A number of flights coming in and out of Bradley International Airport in Windsor Locks Monday were delayed. One flight from Baltimore arrived in Connecticut 40 minutes after it was scheduled to. Travelers on the flight told FOX61 they were unsure why.

Tong said a proposed rule by the Department of Transportation would declare it an unfair business practice to not provide appropriate refunds to those who had flights canceled or significantly changed. Part of it would require airlines to provide credits or vouchers that do not expire to those unable to travel due to 'serious communicable disease.' Tong said he has received hundreds of complaints from people denied refunds who couldn't travel because of illness or health concerns. However, the attorney general says the D.O.T. proposal does not go far enough to protect consumers.

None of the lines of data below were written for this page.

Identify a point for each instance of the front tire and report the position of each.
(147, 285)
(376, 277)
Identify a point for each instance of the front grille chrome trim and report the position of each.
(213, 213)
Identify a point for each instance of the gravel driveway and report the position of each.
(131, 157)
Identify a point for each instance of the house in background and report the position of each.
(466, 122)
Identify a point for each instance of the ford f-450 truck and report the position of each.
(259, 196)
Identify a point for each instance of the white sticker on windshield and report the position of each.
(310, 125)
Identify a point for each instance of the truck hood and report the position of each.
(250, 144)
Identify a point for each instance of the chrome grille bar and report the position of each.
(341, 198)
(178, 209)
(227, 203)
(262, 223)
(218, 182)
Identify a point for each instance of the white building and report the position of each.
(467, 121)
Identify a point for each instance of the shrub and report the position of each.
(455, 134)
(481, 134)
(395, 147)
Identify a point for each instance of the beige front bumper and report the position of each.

"If you get stuck or you miss a flight and it’s the airline's fault... that we have a way to hold them accountable and make them give you a refund, get you another flight and make them honor the bargain that they strike with you when they sell you a ticket," he said.

Delays and cancellations due to weather are difficult to predict months in advance. Tong says the airlines need to have better contingency plans in place for weather and inform travelers what options and rights they have if the weather is the reason for their disruption.

Credit: FOX61
People at Bradley International Airport Monday heading to their departure gates.

The attorney general says the biggest reason flights have delays or cancellations is staffing. Delta Air Lines told FOX61 in a statement last month they have focused on hiring and training over the past several months, increased boarding time, added buffer time in crew schedules, and adjusted the airline’s schedules to “ensure a reliable holiday travel experience.” Southwest also increased staffing levels by nearly 16,000.